Kahvaltı bittikten sonra Renjun, Jisung ve Chenle odalarına çekilmiş Mark, Jeno, Haechan ve Jaemin oturma odasına geçmişti. Yaptıkları sadece telefonla oynamaktı. Tabii akıllarında hepsinin başka bir plan vardı. Mark Haechan'a açılırken diyeceklerini prova ediyor, Jeno Jaeminle yalnız kalabilecekleri planlar yapıyor, Haechan Jaemin'in affetmesi için ne yapsam diye düşünüyor ve Jaemin de... Aslında o cidden sadece telefonuyla oynuyordu. Hiçbir şey düşünmüyor değildi tabii ki mesela her kaybettiğinde farklı bir küfür ediyordu.

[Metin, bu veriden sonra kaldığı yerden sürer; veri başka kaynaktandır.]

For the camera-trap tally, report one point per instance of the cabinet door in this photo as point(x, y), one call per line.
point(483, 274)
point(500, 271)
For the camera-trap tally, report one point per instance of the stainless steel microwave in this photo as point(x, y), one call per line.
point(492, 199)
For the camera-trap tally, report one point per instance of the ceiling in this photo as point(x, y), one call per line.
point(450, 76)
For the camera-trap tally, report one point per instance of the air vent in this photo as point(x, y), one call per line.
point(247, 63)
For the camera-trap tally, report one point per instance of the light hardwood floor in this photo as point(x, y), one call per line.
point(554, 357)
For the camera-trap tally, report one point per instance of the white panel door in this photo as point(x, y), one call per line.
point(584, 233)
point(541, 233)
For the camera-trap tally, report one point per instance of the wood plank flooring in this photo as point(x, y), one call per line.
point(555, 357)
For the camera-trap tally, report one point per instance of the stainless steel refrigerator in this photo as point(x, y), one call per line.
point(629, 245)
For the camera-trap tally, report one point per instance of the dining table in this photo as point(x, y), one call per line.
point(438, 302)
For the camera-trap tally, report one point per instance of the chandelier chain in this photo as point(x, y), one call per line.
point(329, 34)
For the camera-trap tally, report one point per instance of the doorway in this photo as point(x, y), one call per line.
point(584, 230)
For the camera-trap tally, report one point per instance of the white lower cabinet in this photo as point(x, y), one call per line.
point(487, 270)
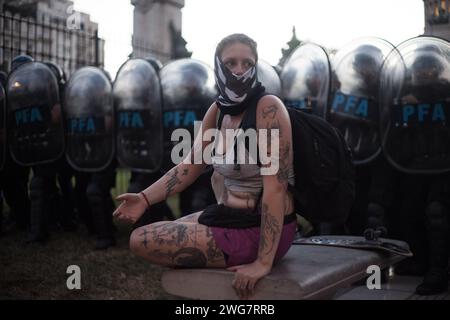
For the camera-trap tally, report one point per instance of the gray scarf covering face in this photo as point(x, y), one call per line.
point(234, 90)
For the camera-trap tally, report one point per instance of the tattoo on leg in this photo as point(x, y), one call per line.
point(270, 111)
point(174, 234)
point(145, 241)
point(283, 171)
point(213, 253)
point(270, 228)
point(190, 258)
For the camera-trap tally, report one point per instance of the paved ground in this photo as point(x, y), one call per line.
point(397, 288)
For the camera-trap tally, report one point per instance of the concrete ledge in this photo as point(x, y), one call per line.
point(306, 272)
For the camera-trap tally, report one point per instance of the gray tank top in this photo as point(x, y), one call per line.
point(244, 177)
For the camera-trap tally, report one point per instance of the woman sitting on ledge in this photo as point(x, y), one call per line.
point(254, 226)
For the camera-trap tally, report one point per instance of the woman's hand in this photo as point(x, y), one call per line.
point(247, 276)
point(132, 207)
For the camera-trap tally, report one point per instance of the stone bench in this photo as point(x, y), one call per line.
point(306, 272)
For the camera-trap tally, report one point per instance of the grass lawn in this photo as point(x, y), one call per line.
point(37, 271)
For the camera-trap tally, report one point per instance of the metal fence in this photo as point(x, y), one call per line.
point(70, 49)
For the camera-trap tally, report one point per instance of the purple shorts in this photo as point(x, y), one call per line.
point(240, 246)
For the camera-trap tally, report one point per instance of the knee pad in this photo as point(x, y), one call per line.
point(93, 192)
point(436, 214)
point(38, 188)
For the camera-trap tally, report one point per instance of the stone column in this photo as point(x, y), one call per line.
point(152, 34)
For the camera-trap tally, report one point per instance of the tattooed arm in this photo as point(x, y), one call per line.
point(271, 114)
point(185, 173)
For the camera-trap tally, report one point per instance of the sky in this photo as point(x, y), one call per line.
point(330, 23)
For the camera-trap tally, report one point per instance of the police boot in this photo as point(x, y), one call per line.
point(40, 208)
point(436, 278)
point(102, 217)
point(376, 217)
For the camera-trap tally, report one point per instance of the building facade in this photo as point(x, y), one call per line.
point(49, 30)
point(157, 30)
point(437, 13)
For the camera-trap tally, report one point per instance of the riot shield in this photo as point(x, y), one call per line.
point(305, 79)
point(137, 99)
point(353, 108)
point(35, 124)
point(188, 88)
point(415, 106)
point(89, 116)
point(268, 78)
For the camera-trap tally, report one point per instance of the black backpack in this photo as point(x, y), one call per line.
point(324, 189)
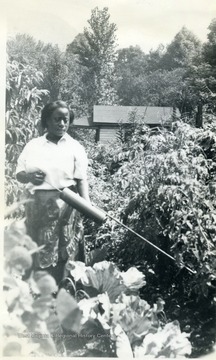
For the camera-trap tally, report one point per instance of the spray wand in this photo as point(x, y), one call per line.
point(100, 216)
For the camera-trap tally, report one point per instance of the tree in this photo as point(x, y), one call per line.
point(184, 50)
point(130, 69)
point(96, 50)
point(210, 46)
point(46, 58)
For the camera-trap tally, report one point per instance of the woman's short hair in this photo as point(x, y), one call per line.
point(50, 108)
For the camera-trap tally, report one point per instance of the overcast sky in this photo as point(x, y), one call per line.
point(146, 23)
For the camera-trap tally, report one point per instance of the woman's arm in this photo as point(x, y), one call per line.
point(82, 187)
point(36, 178)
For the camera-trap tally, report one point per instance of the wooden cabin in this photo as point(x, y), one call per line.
point(106, 119)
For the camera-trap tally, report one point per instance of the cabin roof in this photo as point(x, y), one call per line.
point(116, 114)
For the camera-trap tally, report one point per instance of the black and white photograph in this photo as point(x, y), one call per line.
point(109, 245)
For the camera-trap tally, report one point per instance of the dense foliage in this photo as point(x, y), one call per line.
point(100, 313)
point(160, 182)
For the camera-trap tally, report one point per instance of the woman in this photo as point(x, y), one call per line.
point(47, 163)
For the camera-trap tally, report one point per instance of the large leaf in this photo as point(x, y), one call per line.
point(166, 342)
point(103, 276)
point(132, 314)
point(68, 311)
point(133, 279)
point(123, 347)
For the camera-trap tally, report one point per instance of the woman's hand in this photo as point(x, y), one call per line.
point(36, 177)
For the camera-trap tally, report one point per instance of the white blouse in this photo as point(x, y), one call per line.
point(62, 163)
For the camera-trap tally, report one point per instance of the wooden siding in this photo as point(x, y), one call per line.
point(107, 134)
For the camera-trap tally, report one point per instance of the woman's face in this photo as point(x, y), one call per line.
point(58, 123)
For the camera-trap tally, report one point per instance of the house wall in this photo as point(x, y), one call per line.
point(107, 134)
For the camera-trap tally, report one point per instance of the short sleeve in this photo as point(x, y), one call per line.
point(21, 162)
point(81, 163)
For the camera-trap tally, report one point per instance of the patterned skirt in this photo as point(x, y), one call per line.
point(57, 226)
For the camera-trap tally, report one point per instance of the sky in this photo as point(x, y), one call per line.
point(146, 23)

Haechan aklına gelen fikirle sevinçle yerinden kalkıp mutfağa gitti. Jaemin kahveye bayılırdı ona yaparsa kesin hoşuna giderdi.
Yapıp geri geldiğinde çok mutluydu ancak ayağının takılması mutluluğunu anında götürmüştü. Bardaktaki tüm kahve Jaemin'in üzerindeydi şimdi. "Aah! Yandım!"
"Jaemin ben...ben çok ö-özür dilerim isteyerek ol-"
"Yeter artık Donghyuck. Bıktım bu hallerinden. Sevdiğim şeyleri sırayla yapınca kırgınlığım geçecek mi sanıyorsun. Off." Kıyafetini vücudundan uzakta tutmaya çalışarak banyoya ilerledi. Jeno da arkasından gitmişti. Haechan dolan gözleriyle olduğu yere oturdu. Mark ona destek olmak amaçlı yanına gidip sarılmıştı.
"O haklı. O haklı ve beni asla affetmeyecek."
Elleriyle suratını kapatarak ağlarken Mark onu göğsüne yaslamıştı.
"Ağlama Hae. Tabii ki seni affedecek. Sadece biraz zamana ihtiyacı var. Siz en yakın arkadaşlarsınız konuşursanız her şey düzelir. İnan bana."
Mark teselli vermeyi becerebilen bir insan değildi ancak denemişti. Haechan'ın ağlaması durduğuna göre çokta kötü konuşmamıştı.
"Öyle mi diyorsun? Affeder değil mi beni?"
ŞİMDİ OKUDUĞUN
Fantasy Dream
Fanfiction"Chenle ve Jisung'un kavga etmesi Mark hyungun iki tane olmasından daha tuhaf aynen." Belirli bir başrol yoktur fakat minicik Jaemin ağırlıklıdır. Konusu: Fantastik güçleri olduğunu daha yeni keşfeden arkadaş grubu güçlerle beraber gelen kötülerden...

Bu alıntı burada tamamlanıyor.